Cost expectations should be boring and specific. A workable single budget is $629 a week, $2516 a month, or $32,708 a year. A couple should plan for $963 a week, $3852 a month, or $50,076 a year. A family with two kids should plan for $1533 a week, $6132 a month, or $79,716 a year. Utilities are not dramatic most of the year, but they are not invisible: electricity, gas, water, internet, and mobile together add up quickly, especially once more people are in the house.
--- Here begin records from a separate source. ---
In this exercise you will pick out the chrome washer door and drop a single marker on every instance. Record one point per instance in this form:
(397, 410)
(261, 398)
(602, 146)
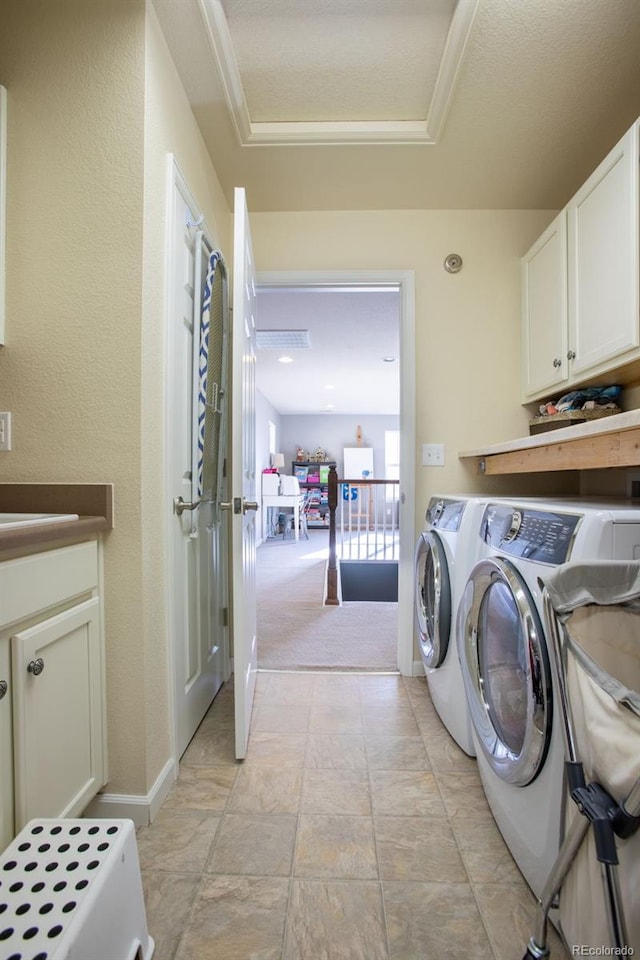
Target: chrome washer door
(506, 670)
(433, 599)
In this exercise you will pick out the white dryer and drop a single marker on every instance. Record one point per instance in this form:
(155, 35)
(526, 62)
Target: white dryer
(445, 552)
(505, 664)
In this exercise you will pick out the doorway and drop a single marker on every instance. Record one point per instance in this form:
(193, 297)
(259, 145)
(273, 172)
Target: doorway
(402, 282)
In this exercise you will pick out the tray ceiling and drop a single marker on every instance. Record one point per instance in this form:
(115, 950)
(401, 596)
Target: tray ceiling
(335, 72)
(406, 104)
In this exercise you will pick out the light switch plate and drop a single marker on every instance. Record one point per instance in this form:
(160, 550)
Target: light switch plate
(5, 431)
(433, 454)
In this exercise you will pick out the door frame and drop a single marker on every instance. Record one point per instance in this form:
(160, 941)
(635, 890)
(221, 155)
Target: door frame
(405, 279)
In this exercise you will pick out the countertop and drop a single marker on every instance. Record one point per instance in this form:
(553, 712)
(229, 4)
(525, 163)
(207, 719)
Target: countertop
(93, 502)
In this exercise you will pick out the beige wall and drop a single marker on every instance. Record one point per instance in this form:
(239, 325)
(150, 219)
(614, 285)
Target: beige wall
(94, 107)
(467, 324)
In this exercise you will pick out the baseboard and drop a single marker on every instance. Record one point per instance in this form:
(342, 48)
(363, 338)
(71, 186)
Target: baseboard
(141, 809)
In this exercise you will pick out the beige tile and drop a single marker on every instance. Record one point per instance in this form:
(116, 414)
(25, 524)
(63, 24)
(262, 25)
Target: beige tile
(335, 752)
(333, 689)
(484, 852)
(281, 718)
(445, 754)
(168, 901)
(335, 847)
(202, 788)
(396, 753)
(434, 920)
(345, 718)
(406, 793)
(277, 749)
(263, 789)
(178, 841)
(212, 746)
(391, 723)
(509, 913)
(236, 918)
(416, 848)
(258, 845)
(463, 795)
(381, 688)
(336, 791)
(335, 921)
(283, 688)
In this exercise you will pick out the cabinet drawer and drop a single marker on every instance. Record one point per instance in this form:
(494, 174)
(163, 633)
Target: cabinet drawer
(31, 584)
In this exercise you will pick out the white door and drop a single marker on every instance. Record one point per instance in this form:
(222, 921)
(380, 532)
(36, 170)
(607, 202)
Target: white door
(198, 648)
(243, 474)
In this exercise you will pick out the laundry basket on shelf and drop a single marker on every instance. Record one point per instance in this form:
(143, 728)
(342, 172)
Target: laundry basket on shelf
(71, 890)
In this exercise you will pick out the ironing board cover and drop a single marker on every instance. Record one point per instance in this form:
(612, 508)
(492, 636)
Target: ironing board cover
(599, 618)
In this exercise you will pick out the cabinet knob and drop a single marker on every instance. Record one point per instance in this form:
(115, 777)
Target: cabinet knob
(36, 666)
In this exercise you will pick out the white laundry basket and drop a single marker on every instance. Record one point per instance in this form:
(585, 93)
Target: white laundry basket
(71, 890)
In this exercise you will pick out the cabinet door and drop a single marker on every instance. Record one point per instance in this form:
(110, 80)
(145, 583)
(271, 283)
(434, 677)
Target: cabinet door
(58, 714)
(6, 748)
(603, 262)
(544, 311)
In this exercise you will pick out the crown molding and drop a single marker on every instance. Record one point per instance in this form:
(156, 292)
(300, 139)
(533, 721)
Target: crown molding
(339, 132)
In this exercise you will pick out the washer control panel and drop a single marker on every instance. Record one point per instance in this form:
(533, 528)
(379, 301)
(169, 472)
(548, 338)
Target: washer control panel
(445, 514)
(544, 536)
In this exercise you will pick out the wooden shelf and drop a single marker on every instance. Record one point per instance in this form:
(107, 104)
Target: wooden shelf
(610, 442)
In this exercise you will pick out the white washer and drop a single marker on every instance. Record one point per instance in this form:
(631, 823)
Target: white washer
(505, 664)
(445, 552)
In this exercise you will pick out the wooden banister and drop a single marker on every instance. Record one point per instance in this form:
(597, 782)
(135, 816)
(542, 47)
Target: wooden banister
(332, 570)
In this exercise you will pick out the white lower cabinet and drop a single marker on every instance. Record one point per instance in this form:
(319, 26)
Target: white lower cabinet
(52, 658)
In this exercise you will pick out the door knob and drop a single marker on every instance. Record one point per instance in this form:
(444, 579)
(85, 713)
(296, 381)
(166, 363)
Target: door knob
(180, 505)
(240, 506)
(36, 666)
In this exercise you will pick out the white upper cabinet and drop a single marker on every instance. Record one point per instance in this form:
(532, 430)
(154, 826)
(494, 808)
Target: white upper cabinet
(580, 301)
(603, 261)
(544, 310)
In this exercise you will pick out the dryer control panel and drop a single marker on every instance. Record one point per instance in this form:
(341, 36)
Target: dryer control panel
(545, 536)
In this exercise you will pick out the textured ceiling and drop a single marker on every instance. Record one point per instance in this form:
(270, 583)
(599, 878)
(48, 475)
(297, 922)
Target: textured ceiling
(544, 89)
(344, 370)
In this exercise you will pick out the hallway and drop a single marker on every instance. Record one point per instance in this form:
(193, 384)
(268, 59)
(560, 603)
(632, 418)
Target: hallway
(354, 830)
The season caveat matters. From June to August, gas heating in Kew East can push winter bills up 40-60%, so add another $15-30 a week during those months. Hybrid workers should use Myki money rather than a pass if they are not travelling every day. Newer solar-ready homes can reduce energy bills, but only if you compare plans quarterly instead of letting the default rate sit there untouched.
What to Do Next
Before you apply for a lease, run your numbers against the weekly table below, then check the latest medians in the Kew East rent guide. If the car line feels optional, redo the budget.
The Quick Numbers
| Expense | Single | Couple | Family (2 kids) |
|---|---|---|---|
| Rent | $222/wk | $378/wk | $633/wk |
| Groceries | $129/wk | $206/wk | $283/wk |
| Transport | $36/wk | $64/wk | $72/wk |
| Utilities | $56/wk | $56/wk | $78/wk |
| Internet/Phone | $67/wk | $67/wk | $67/wk |
| Weekly Total | $629/wk | $963/wk | $1533/wk |
| Monthly Total | $2516/mo | $3852/mo | $6132/mo |
| Annual Total | $32,708/yr | $50,076/yr | $79,716/yr |
Utilities & Bills
| Utility | Single | Couple | Family |
|---|---|---|---|
| Electricity | $25-35/wk | $30-45/wk | $40-60/wk |
| Gas (if connected) | $10-18/wk | $12-22/wk | $15-28/wk |
| Water | $8-12/wk | $10-15/wk | $12-20/wk |
| Internet (NBN) | $20-25/wk | $20-25/wk | $20-25/wk |
| Mobile | $10-15/wk | $20-30/wk | $30-50/wk |
Budget data compiled from ABS household expenditure surveys, local rental listings (Domain, realestate.com.au), and utility comparison sites. Updated April 2026. Individual circumstances vary.